Guangdong Laboratory Animals Monitoring Institute, Guangdong Key Laboratory of Laboratory Animals, Guangzhou, Guangdong, China.
School of Information Science and Technology, School of Cyber Security, Guangdong University of Foreign Studies, Guangzhou Guangdong, China.
PLoS One. 2023 Feb 9;18(2):e0281383. doi: 10.1371/journal.pone.0281383. eCollection 2023.
Currently there is no unified data classification and coding standard for the existing human disease animal model resource data worldwide. Different data classification and coding systems produce different retrieval methods. Some of these methods are inefficient and difficult to use. This research investigated the rules for the classification and coding of such data based on the Replication Methodology of Animal Models for Human Disease, the Classification and Coding Rules for Health Information Data Set (WS/T 306-2009), the Science and Technology Resource Identification (GB/T 32843-2016), the Scientific Data Management Measures (000014349/2018-00052), and The Generic Description Specification for Natural Science and Technology Resources. This research aimed to develop a classification and coding system for data obtained from human disease animal model resource based on the Internet environment to provide a standardized and unified foundation for the collection, saving, retrieval, and sharing of data from this resource.
A complete data classification and coding table compiled in the form of letters and numbers was produced, with a classification infrastructure that expanded layer by layer according to the three dimensions (namely, system diseases, animal species, and modeling methods) and essential attributes. When necessary, it adopted the hierarchy of major, intermediate, and minor categories for certain layer and also one-to-one matched the code and classification result.

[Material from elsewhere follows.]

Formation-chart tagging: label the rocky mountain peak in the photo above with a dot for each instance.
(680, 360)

Through this study, a sharing and joint construction mechanism for data from this resource can be developed by all research institutes in this field. As a case study, this research also offered technical support for constructing the database for the National Human Disease Animal Model Resource Center. The technological innovation of this paper is to derive a research oriented retrieval method, which provides technical support for the research on the current COVID-19 epidemic and on possible future epidemics.
目前,全球现有的人类疾病动物模型资源数据尚缺乏统一的数据分类和编码标准。不同的数据分类和编码系统产生不同的检索方法,有些方法效率低下,难以使用。本研究基于人类疾病动物模型复制方法学、卫生信息数据集分类与编码规则(WS/T 306-2009)、科技资源标识符(GB/T 32843-2016)、科学数据管理措施(000014349/2018-00052)和自然科技资源通用描述规范,调查了这些数据的分类和编码规则。本研究旨在基于互联网环境开发人类疾病动物模型资源数据的分类和编码系统,为该资源的数据收集、保存、检索和共享提供标准化和统一的基础。
本研究编制了一套完整的字母数字数据分类编码表,构建了一个分类基础设施,该基础设施根据系统疾病、动物物种和建模方法三个维度和基本属性逐层扩展。必要时,对某些层采用主次分类的层次结构,并对代码和分类结果进行一对一匹配。
通过本研究,可由该领域的所有研究机构共同建立该资源数据的共享和联合建设机制。作为案例研究,本研究还为国家人类疾病动物模型资源中心数据库的构建提供了技术支持。本文的技术创新是得出一种面向研究的检索方法,为当前 COVID-19 疫情和未来可能的疫情研究提供技术支持。